Reste que le rapport sexuel ne serait en rien amené nécessairement à provoquer un orgasme (ou plusieurs), puisque le plaisir peut naître d'une sensation de bien-être et de satisfaction générale que différentes méthodes seraient susceptibles de rendre plus accessibles : les solutions sont diverses : méditation tantrique, méditation « orgasmique », la « pleine conscience », etc.
Ce résumé est bien sérieux au regard de ce petit livre facétieux et terriblement bien écrit qui, à défaut d'avoir provoqué un orgasme, m'aura donné d'innombrables éclats de rires (la séance de groupe initiale, les « aventures » de Vanessa, l'expérience au festival « Burning Man », rien de tel pour dédramatiser…).
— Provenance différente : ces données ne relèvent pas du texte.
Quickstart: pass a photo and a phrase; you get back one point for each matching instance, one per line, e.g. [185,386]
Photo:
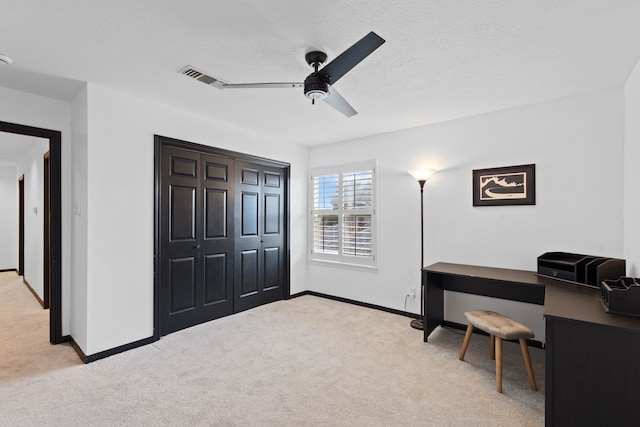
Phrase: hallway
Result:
[24,334]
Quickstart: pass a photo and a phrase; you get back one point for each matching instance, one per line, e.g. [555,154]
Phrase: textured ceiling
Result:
[441,60]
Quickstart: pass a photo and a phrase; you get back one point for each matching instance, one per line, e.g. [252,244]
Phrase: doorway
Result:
[21,226]
[221,240]
[46,205]
[54,294]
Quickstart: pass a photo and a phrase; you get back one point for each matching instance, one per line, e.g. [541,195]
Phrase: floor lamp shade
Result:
[421,175]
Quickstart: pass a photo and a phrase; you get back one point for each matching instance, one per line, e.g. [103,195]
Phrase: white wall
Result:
[32,110]
[79,238]
[32,167]
[577,146]
[120,206]
[632,174]
[8,218]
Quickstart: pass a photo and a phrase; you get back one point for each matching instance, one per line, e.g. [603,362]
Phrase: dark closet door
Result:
[196,234]
[260,235]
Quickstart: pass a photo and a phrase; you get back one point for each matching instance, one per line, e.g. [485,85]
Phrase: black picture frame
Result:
[510,185]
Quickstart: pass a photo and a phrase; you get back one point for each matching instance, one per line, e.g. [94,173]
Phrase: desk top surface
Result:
[562,299]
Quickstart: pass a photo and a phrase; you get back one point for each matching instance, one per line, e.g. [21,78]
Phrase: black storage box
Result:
[584,269]
[621,296]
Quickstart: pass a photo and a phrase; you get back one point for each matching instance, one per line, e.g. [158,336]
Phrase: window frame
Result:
[341,259]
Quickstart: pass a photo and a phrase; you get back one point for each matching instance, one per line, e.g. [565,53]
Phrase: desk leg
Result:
[433,307]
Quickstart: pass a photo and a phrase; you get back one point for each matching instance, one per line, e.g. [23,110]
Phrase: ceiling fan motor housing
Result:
[315,87]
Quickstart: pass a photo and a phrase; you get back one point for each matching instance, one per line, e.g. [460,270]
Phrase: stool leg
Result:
[527,364]
[493,347]
[499,364]
[465,343]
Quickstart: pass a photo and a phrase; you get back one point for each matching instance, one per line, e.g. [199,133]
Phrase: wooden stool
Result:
[499,328]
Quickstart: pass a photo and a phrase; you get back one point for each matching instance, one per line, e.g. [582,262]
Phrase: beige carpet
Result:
[304,362]
[24,334]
Une question cependant : pourquoi Dieu – celui qu'on veut - ou la nature - a-t-il donc placé le clitoris en dehors – et si loin – du vagin ; et n'aurait-il pas simplifié les choses en le mettant dedans (comme a voulu le faire
Marie Bonaparte, p. 59, mais c'était une mauvaise idée) ? En attendant que cela change, « luxe, calme et volupté » : j'ai très envie de lire d'autres ouvrages de cette auteure, qui, décidément, apprend à ne pas passer à côté de l'essentiel.